施诺可怜他,微笑接着说「先进来吧,再慢慢聊。」
他好像一个老头,边捶捶背边跟着施诺进屋子。颢然想先去趟洗手间洗脸,他摸了摸下巴,仅仅才两天,他的胡子已经长出来了。他不记得自己什么时候在车上睡着了,也许他太累了,他昨天早上从芝加哥回到西雅图,然后他就开两个多小时的车來到温哥华。

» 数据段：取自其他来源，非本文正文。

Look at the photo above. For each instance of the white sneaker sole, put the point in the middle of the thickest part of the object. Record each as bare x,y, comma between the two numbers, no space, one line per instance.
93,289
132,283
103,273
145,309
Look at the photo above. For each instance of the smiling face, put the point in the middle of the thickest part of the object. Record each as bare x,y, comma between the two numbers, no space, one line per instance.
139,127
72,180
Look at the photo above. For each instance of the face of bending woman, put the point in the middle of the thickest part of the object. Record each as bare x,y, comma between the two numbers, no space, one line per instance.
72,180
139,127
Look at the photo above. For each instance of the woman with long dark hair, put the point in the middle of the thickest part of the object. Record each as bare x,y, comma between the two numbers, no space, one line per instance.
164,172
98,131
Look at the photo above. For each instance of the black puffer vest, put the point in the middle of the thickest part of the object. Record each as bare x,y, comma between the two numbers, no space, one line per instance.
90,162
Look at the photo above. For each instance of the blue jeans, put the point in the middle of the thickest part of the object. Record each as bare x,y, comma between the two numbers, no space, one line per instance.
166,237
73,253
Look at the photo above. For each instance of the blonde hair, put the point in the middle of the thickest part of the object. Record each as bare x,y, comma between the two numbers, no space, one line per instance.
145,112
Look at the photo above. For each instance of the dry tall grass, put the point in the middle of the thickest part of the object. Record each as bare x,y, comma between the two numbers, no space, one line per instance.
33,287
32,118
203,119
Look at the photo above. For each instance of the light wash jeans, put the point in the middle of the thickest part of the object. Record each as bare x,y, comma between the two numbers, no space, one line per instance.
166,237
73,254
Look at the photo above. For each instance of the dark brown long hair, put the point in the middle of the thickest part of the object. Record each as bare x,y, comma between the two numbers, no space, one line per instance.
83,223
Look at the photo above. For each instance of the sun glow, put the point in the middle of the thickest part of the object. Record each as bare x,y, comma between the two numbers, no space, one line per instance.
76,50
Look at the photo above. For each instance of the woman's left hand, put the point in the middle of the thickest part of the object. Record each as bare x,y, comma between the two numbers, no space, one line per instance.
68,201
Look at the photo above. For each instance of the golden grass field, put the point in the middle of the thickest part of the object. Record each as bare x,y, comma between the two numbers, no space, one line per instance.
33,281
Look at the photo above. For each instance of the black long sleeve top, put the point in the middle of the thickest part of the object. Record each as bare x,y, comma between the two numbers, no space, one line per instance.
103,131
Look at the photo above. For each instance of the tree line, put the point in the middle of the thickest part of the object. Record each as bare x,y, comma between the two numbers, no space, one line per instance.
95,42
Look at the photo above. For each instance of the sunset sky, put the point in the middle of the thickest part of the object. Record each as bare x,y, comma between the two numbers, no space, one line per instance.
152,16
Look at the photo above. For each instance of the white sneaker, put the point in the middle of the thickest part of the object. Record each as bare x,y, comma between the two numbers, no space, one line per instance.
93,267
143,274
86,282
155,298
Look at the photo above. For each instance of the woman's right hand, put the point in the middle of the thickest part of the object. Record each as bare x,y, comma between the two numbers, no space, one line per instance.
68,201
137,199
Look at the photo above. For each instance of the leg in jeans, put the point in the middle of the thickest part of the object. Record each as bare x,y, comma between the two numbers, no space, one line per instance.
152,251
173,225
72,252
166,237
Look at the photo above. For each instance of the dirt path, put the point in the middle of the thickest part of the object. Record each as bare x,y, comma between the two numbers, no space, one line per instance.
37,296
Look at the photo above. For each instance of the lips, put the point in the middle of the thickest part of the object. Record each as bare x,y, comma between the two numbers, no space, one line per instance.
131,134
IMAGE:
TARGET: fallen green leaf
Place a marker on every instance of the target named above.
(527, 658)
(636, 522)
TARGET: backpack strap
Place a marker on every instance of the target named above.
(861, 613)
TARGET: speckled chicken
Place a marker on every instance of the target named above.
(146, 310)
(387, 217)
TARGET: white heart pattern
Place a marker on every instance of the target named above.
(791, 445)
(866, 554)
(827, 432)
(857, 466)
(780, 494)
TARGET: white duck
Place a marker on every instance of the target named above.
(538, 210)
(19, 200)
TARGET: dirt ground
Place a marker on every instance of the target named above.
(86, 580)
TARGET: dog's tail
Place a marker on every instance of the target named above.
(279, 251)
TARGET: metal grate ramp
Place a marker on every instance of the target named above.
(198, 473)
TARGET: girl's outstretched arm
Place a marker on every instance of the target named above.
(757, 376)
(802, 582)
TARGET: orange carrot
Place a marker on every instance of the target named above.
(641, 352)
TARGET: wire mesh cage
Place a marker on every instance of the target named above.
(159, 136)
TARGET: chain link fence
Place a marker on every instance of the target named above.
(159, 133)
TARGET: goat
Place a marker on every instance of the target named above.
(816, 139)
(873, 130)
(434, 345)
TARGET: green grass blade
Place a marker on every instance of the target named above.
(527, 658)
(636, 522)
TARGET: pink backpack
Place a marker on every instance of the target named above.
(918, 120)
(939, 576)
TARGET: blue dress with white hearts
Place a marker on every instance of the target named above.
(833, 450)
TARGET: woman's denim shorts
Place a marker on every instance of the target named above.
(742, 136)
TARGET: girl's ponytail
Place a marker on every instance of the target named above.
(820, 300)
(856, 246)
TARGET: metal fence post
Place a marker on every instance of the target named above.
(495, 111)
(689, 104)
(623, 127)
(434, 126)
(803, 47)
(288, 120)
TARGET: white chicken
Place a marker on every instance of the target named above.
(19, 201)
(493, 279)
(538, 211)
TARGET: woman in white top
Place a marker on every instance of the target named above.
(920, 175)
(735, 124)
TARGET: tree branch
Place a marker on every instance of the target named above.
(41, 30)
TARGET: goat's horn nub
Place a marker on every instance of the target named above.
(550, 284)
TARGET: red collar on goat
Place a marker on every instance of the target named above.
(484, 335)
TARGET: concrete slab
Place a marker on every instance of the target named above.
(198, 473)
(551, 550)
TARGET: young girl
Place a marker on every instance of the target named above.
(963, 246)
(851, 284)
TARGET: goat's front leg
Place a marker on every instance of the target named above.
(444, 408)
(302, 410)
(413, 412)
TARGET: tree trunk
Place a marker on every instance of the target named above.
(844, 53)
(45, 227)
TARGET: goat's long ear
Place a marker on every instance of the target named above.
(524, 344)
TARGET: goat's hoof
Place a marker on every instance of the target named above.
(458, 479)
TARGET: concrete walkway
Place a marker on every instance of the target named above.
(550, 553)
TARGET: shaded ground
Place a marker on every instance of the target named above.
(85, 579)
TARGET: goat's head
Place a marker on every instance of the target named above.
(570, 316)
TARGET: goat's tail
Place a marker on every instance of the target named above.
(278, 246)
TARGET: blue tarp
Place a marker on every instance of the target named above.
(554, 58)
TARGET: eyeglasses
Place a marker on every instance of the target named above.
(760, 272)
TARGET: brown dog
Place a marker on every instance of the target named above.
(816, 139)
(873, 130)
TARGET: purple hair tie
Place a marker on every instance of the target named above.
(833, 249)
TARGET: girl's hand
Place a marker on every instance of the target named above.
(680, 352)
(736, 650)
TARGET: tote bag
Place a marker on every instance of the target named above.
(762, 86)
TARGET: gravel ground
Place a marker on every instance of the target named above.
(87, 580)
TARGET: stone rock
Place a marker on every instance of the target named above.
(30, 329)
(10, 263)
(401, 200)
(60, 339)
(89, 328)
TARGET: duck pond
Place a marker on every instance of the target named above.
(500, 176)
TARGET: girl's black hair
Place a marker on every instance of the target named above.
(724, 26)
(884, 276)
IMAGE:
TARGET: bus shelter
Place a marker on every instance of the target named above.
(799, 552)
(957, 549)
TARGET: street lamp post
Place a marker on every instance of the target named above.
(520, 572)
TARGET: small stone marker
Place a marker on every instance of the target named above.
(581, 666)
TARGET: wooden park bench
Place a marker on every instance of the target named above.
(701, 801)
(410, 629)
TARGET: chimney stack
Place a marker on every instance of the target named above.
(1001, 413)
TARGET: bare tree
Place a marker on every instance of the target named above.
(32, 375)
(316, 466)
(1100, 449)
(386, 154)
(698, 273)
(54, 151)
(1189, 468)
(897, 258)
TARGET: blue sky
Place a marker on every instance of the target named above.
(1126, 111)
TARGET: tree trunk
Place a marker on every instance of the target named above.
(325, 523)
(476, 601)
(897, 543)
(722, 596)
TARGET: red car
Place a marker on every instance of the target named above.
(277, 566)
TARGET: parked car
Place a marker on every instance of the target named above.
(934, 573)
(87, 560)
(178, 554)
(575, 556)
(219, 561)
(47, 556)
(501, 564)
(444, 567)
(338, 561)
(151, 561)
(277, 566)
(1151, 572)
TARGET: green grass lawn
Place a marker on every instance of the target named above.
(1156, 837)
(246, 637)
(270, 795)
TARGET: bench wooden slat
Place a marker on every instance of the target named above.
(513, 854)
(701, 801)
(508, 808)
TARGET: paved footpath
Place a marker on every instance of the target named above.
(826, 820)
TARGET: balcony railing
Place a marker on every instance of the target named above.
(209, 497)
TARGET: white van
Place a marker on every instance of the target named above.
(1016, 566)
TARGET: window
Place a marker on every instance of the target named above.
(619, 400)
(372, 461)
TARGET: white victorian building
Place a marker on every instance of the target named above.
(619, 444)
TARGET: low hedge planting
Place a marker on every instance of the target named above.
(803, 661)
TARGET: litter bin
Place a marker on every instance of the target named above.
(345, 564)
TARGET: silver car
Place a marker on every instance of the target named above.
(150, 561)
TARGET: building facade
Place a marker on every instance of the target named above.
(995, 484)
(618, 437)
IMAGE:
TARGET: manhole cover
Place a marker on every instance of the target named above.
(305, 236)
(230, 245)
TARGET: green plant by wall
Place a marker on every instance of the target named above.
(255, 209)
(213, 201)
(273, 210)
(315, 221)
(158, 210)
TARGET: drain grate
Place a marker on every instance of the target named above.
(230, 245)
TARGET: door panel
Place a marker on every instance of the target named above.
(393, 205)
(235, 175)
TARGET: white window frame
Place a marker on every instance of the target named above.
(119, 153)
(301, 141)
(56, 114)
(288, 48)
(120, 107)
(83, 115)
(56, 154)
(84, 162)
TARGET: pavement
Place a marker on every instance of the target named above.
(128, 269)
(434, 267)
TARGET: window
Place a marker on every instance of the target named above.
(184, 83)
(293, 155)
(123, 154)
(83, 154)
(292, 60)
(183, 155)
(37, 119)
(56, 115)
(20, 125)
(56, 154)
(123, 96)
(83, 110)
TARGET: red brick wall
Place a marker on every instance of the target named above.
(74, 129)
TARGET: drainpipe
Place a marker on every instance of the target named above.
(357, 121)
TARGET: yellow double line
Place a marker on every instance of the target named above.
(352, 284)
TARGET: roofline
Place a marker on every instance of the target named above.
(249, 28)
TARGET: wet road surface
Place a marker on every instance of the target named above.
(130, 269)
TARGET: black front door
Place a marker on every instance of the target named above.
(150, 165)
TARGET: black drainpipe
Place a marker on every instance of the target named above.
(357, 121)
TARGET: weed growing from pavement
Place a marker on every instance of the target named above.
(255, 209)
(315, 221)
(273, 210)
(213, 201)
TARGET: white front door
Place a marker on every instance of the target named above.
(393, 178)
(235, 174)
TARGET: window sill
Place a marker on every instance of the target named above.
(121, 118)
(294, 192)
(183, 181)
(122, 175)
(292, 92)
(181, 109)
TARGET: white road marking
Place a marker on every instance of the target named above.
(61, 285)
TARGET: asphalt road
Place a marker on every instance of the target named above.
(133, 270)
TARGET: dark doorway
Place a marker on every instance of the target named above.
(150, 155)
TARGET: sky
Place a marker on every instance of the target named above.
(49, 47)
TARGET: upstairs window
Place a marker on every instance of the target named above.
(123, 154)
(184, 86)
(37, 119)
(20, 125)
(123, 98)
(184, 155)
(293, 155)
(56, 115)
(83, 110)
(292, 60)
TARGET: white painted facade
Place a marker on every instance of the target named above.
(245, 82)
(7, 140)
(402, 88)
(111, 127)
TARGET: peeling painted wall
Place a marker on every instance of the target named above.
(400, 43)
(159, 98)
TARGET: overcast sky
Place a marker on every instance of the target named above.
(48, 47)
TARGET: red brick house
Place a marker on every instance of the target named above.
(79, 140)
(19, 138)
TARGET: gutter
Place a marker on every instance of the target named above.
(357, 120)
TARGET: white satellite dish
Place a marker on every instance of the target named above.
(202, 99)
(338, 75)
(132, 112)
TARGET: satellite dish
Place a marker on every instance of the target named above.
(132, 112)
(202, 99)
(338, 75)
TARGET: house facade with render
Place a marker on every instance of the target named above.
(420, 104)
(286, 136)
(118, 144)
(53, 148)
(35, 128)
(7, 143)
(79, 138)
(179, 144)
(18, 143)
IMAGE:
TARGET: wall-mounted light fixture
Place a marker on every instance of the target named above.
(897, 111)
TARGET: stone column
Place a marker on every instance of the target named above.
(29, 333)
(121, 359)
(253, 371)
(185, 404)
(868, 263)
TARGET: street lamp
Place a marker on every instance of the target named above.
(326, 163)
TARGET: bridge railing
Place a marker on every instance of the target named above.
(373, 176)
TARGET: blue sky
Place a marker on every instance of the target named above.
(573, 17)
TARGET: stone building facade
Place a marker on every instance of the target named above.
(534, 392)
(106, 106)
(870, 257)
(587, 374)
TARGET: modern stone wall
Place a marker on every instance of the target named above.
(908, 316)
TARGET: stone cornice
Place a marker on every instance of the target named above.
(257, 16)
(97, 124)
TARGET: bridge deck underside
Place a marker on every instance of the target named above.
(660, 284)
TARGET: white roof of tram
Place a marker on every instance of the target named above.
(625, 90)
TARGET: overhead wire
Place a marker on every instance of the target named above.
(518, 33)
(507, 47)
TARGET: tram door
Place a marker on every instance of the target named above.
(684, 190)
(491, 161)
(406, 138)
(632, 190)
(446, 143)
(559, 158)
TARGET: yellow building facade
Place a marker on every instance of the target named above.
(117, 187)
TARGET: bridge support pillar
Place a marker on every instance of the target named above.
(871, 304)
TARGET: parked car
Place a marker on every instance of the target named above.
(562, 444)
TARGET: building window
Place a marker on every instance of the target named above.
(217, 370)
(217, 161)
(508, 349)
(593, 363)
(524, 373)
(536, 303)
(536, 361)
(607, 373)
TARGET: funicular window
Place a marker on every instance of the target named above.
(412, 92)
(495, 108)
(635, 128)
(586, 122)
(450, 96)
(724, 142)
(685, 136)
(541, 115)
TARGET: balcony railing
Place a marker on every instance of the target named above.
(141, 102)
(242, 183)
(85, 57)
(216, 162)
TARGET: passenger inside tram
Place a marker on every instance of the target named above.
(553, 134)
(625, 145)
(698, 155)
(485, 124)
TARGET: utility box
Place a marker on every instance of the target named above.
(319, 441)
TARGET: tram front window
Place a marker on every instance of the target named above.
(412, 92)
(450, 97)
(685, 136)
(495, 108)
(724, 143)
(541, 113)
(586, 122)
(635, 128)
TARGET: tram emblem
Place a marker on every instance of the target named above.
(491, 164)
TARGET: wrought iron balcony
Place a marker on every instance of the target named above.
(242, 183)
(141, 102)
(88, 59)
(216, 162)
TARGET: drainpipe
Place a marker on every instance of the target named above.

颢然从洗手间出来,施诺叫他去厨房吃早餐。(温哥华的平房大部分是开放式厨房,都有一个地方连接着放餐桌)
施诺先了一杯水和一杯牛奶在他面前,问他早餐要吃什么。施诺走回去冰箱前忙着,打开冰箱看着,准备跟颢然说她有什么。颢然走到她身后,想看看冰箱里有什么。施诺没注意到他就在她身后,要关冰箱门时,她差点踩到了他。还好他托住她的腰,她没有摔倒。施诺脸红了,
他尴尬微笑地说「嗯我可以吃燕麦片吗?」
施诺把燕麦片盒子递给他,坐在他对面问「你为什么不给我打电话就过来了?」
颢然一口喝完面前的水后回答「我试过了,我发了好几个信息给你,都没回,你的手机又没开。昨晚找到凯文和小悦,他们告诉我,你的电话被收走了,所以她给了我你的地址。」